Water vapor is transported from the humid autoclave,
through the paperboard into the apparatus. The
concentration of water vapor inside is measured using
relative humidity, temperature and pressure transmitters.
The volume of the apparatus is known which
means the amount of transported water vapor can be
estimated. Figure 1 shows the principle of the test
apparatus. The packaging material is placed horizontally
on top of the apparatus in between silicone rubber
seals, and the equipment is sealed using a metal
lid and clamps. The only moisture transport into the
apparatus should be through the paperboard.

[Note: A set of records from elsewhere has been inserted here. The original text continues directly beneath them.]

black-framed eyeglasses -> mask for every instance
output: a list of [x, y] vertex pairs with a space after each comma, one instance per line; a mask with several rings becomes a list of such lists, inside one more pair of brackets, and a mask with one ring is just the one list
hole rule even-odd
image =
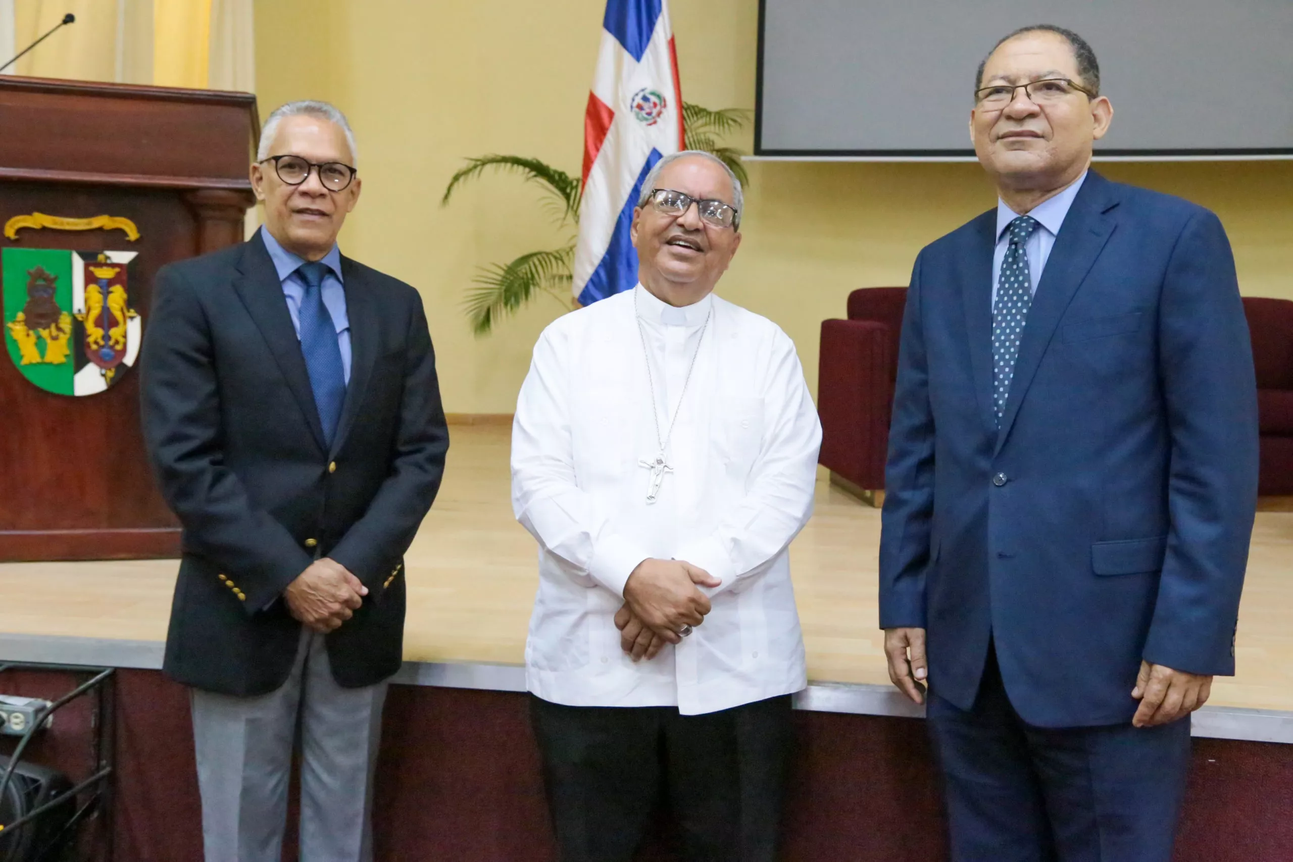
[[1089, 98], [1095, 98], [1095, 93], [1068, 78], [1043, 78], [1040, 81], [1027, 84], [992, 84], [981, 87], [974, 92], [974, 101], [983, 107], [1006, 107], [1015, 101], [1015, 93], [1023, 89], [1033, 105], [1049, 105], [1060, 102], [1073, 93], [1086, 93]]
[[675, 218], [685, 215], [694, 203], [701, 221], [707, 225], [715, 227], [738, 227], [741, 225], [741, 213], [721, 200], [700, 200], [672, 189], [652, 189], [650, 200], [656, 205], [656, 212], [674, 216]]
[[318, 164], [299, 155], [272, 155], [268, 159], [261, 159], [261, 163], [265, 162], [273, 162], [274, 173], [290, 186], [301, 185], [310, 178], [310, 171], [318, 171], [319, 182], [328, 191], [345, 191], [350, 182], [354, 181], [354, 174], [358, 173], [357, 169], [343, 162], [325, 162]]

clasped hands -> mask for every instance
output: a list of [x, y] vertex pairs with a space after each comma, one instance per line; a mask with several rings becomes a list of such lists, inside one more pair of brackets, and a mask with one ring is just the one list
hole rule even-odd
[[[890, 680], [915, 703], [924, 703], [924, 685], [930, 673], [924, 658], [923, 628], [886, 628], [884, 655], [888, 658]], [[1212, 677], [1174, 671], [1165, 664], [1140, 662], [1131, 697], [1140, 707], [1131, 717], [1137, 728], [1153, 728], [1183, 719], [1212, 694]]]
[[709, 597], [697, 589], [723, 582], [681, 560], [643, 560], [625, 583], [625, 604], [615, 613], [619, 646], [632, 657], [653, 659], [665, 644], [678, 644], [688, 625], [710, 613]]
[[287, 610], [306, 628], [327, 635], [345, 620], [369, 594], [358, 578], [335, 560], [322, 557], [283, 591]]

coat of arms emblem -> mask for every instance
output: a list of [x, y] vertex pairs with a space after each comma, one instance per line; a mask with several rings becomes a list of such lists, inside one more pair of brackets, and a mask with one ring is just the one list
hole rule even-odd
[[93, 395], [120, 381], [142, 336], [128, 278], [137, 255], [0, 251], [5, 346], [27, 380], [59, 395]]

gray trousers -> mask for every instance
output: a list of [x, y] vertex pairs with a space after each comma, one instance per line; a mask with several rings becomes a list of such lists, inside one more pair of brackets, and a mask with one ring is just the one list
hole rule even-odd
[[387, 684], [343, 689], [322, 635], [303, 627], [277, 691], [190, 690], [206, 862], [279, 862], [300, 726], [301, 862], [371, 862], [372, 773]]

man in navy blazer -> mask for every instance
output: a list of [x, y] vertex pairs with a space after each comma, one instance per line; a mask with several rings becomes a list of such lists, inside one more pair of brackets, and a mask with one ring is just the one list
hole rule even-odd
[[1076, 34], [1005, 37], [970, 131], [999, 203], [926, 247], [881, 539], [953, 859], [1168, 862], [1191, 711], [1235, 671], [1257, 394], [1217, 217], [1090, 171]]
[[156, 277], [144, 432], [184, 525], [163, 669], [190, 686], [206, 862], [278, 862], [294, 760], [300, 858], [372, 859], [403, 554], [449, 433], [418, 291], [337, 246], [354, 165], [336, 107], [277, 109], [264, 227]]

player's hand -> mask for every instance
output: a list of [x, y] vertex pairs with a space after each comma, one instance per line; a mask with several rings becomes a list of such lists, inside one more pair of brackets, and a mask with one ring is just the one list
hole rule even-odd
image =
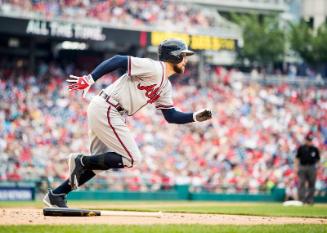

The test apparatus was placed in the autoclave
where the retort programme held the temperature and
pressure constant at 125 ◦ C and 3.8 bar for one hour.
A reference test was performed without the packaging
material, to see if there was any background leakage
of moisture. When investigating the diffusion
through the packaging material, a stack of five samples
with 10 mm diffusion length were used.
Obtained relative humidity data was recalculated
to concentrations of water vapor. The concentrations
were used in COMSOL Multiphysics when simulating
the moisture transport to find a corresponding diffusivity.
In COMSOL, the 3D convection and diffusion
model was found to be suitable, which uses the
general equation for mass transfer.
Figure 1: Test apparatus - moisture transport is
shown by the arrows. 1. packaging material and
silicone seals, 2. RH and temperature transmitter 3.
pressure transmitter 4. pressure equalizer
Due to symmetry, 1/4 of the actual test apparatus
geometry was drawn in the model, which consisted
of three subdomains.
• The packaging material. Only the paperboard,
with a total thickness of 1.5 mm, was considered.
The thickness of polypropylene and aluminum
was neglected since the diffusivities in
these layers are much smaller than in paperboard.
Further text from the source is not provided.